Von Horst Kniese (90)




Verstand, Gefühle, Wut und Gelassenheit trugen heftige Gefechte in seinem Hirn aus. Nach außen hin strömte er feinnervige Konzentration aus. Der Weise vom Tücking, wo er sein behagliches Eigenheim liebte, war ein ganz Großer in der Gewerkschaftsbewegung und der Sozialdemokratie.
Werner Schmidt ist am 18. 10. 2016 als fast 90er an den späten Folgen eines Herzinfarktes gestorben.

Jahrzehnte zurück: Es war ein Schicksalstag in der Hagener Stadtgeschichte.
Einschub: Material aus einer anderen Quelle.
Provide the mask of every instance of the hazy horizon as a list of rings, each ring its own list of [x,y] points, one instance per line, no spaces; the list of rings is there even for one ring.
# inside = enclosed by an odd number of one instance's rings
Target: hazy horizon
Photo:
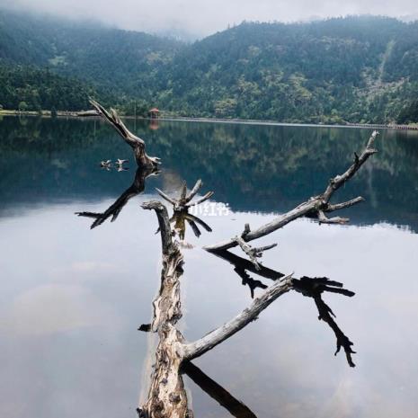
[[[400,0],[396,4],[375,0],[338,4],[332,1],[261,0],[257,6],[249,0],[120,0],[119,7],[108,0],[0,0],[0,7],[14,12],[29,12],[49,17],[93,21],[119,29],[177,36],[202,38],[228,26],[248,22],[297,22],[350,15],[381,15],[403,21],[418,19],[415,2]],[[222,10],[222,15],[219,15]],[[401,11],[401,12],[400,12]]]

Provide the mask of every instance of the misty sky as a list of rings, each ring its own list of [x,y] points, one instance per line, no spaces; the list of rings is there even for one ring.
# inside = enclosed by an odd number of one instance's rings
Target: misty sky
[[[416,0],[0,0],[0,5],[197,37],[244,20],[294,22],[364,13],[418,18]]]

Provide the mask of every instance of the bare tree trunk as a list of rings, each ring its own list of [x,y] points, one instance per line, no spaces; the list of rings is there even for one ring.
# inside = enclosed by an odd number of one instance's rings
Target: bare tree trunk
[[[182,317],[180,278],[182,255],[172,239],[170,221],[165,207],[158,201],[142,205],[154,209],[158,218],[163,248],[163,271],[158,297],[154,302],[152,329],[158,333],[156,363],[148,396],[138,415],[141,418],[186,418],[189,416],[187,396],[180,367],[184,359],[184,338],[176,329]]]

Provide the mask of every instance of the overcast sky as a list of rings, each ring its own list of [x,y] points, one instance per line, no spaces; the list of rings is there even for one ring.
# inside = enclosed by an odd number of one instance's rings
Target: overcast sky
[[[417,0],[0,0],[6,7],[97,19],[135,31],[201,37],[247,21],[295,22],[346,14],[418,18]]]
Werner Schmidt nahm die Alarmmeldungen ernst, die der jungenhafte populäre SPD­-Bürgermeister Willi Michels im noch selbständigen Welper bei Hattingen in seiner Eigenschaft als Leiter des Montanunionbüros der IG-Metall in Düsseldorf allen Schlüsselpersonen brandeilig zur Pflichtlektüre zusandte. Es waren die Todesurteile für die Klöcknerhütte in Haspe und die Montanwerke in Hattingen. Gekungelt in der Montanunion. Der Widerstand loderte sofort in hellen Flammen.

Michels kämpfte sofort sichtbar in Hattingen, Schmidt schmiedete die Taktik in Haspe, ohne sich ins gleißende Rampenlicht zu stellen. Werner Schmidt, der Bevollmächtige der IG-Metall in Hagen, der damals viele Fäden zog, galt von da an als begabter Stratege und hinterließ sogar seine markanten Fußstapfen im höchsten Gremium der Gewerkschaft, nämlich im Vorstand der IG Metall in Frankfurt.

Auch seine Partei, die SPD, rief, bedürftig nach seinem ausgleichenden Temperament, das viele Gräben zuschüttete. Er erklomm den stellvertretenden Vorsitz im Unterbezirk Hagen/Ennepe-Ruhr und den Vorsitz im Stadtverband Hagen. Mit ihm kehrte fruchtbare und ausgleichende Ruhe ein. Unter seinem Vorsitz war ehrlicher demokratischer "Zwist" ein Vergnügen.

Das muss gesagt werden: Werner Schmidt ist in Altena geboren, wo er die ersten Rostflecken an den Reidemeisterschmieden entdeckte mit den Folgen für die Belegschaften.

Dieses immer währende Gefühl des Helfenwollens wurde ihm zum Lebens-inhalt und hatte auch christliche Wurzeln.

Die Wirren der Gegenwart haben ihn intensiv berührt. Ich weiß. Er wüsste auch Beruhigungsmittel. Und hatte Mut!

Er hat nie abgestritten, dass der Gräuel von rechts ihn mit Abscheu erfüllt. Die Mobilisierung aller demokratischen Kräfte hatte Vorrang. Absolut!

Anmerkung:

Werner Schmidt hat auch eine  „Werner-Schmidt-Straße" verdient.